The Commission on the Filipino Language, the Philippine government body charged with developing and promoting the national and regional languages of the country, spells the name of the language in Filipino as .

Nomenclature
The term Cebuano derives from "Cebu"+"ano", a Latinate calque, reflective of the Philippines's Spanish colonial heritage. In common or everyday parlance, especially by those speakers from outside of the island of Cebu and in fact in Cebu the language is more often referred to as Bisaya. Bisaya, however, may become a source of confusion to non-native speakers as many other Bisayan languages may also be referred to as Bisaya even though they are not mutually intelligible with speakers of what is referred to by linguists as Cebuano. Cebuano in this sense applies to all speakers of vernaculars mutually intelligible with the vernaculars of Cebu island, regardless of origin or location, as well as to the language they speak.

The term Cebuano has garnered some objections. For example, generations of Cebuano speakers in Leyte, Bohol, and Northern Mindanao (Dipolog, Dapitan, Misamis Occidental and Misamis Oriental together with coastal areas of Butuan) say that their ancestry traces back to Cebuano speakers native to their place and not from immigrants or settlers from the Visayas. Furthermore, they ethnically refer to themselves as Bisaya and not Cebuano, and their language as Binisaya.

Classification

Cebuano is an Austronesian language; it is generally classified as one of the five primary branches of the Bisayan languages, part of the wider genus of Philippine languages.

Geographical distribution
Cebuano is spoken in the provinces of Cebu, Bohol, Siquijor, Negros Oriental, northeastern Negros Occidental, (as well as the municipality of Hinoba-an and the cities of Kabankalan and Sipalay to a great extent, alongside Ilonggo), southern Masbate, western portions of Leyte and Biliran (to a great extent, alongside Waray), and a large portion of Mindanao, notably the urban areas of Zamboanga Peninsula, Cagayan de Oro, Davao Region, Surigao and Cotabato. Some dialects of Cebuano have different names for the language. Cebuano speakers from Cebu are mainly called "Cebuano" while those from Bohol are "Boholano" or "Bol-anon". Cebuano speakers in Leyte identify their dialect as Kanâ meaning that (Leyte Cebuano or Leyteño). Speakers in Mindanao and Luzon refer to the language simply as Binisaya or Bisaya.

History

Cebuano was first documented in a list of vocabulary compiled by Antonio Pigafetta, an Italian explorer who was part of Ferdinand Magellan's 1521 expedition. Spanish missionaries started to write in the language during the early 18th century.

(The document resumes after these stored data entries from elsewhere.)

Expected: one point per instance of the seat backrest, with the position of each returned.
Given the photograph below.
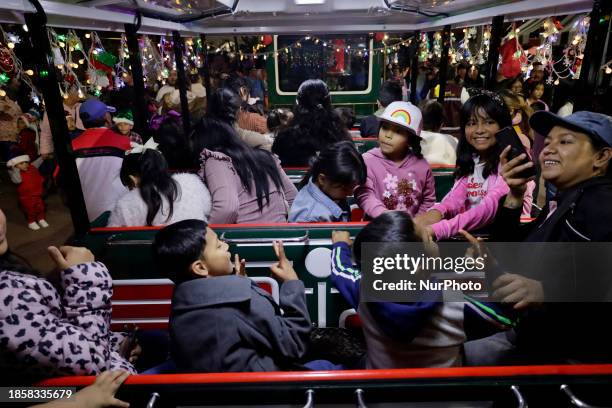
(146, 303)
(128, 255)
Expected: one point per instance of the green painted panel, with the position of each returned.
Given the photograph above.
(363, 104)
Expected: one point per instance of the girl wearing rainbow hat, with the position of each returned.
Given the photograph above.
(398, 176)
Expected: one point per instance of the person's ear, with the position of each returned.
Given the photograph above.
(603, 158)
(321, 179)
(135, 180)
(199, 268)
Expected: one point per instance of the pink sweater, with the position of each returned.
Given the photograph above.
(232, 203)
(458, 212)
(408, 186)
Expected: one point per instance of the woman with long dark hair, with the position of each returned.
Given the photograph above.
(225, 105)
(474, 198)
(247, 184)
(561, 290)
(46, 332)
(156, 197)
(315, 125)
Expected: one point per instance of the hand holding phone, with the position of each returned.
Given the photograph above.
(508, 137)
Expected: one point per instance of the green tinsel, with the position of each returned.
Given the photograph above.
(106, 58)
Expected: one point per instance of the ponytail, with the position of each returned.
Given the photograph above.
(341, 163)
(155, 181)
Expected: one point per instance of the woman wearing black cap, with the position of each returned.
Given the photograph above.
(561, 306)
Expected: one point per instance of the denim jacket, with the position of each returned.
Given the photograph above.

As a result of the eventual 333-year Spanish colonial period, Cebuano contains many words of Spanish origin.

While there is evidence of a pre-Spanish writing system for the language, its use appears to have been sporadic. Spaniards recorded the Visayan script which was called Kudlit-kabadlit by the natives. 

The language was heavily influenced by the Spanish language during the period of Spanish rule from 1565 to 1898. With the arrival of Spanish colonists, for example, a Latin-based writing system was introduced alongside a number of Spanish loanwords.

Phonology

Vowels
Below is the vowel system of Cebuano with their corresponding letter representation in angular brackets:

  an open front unrounded vowel similar to English "father"
  an open-mid front unrounded vowel similar to English "bed"
  a close front unrounded vowel similar to English "machine"
  a close-mid back rounded vowel similar to English "forty"
  a close back rounded vowel similar to English "flute"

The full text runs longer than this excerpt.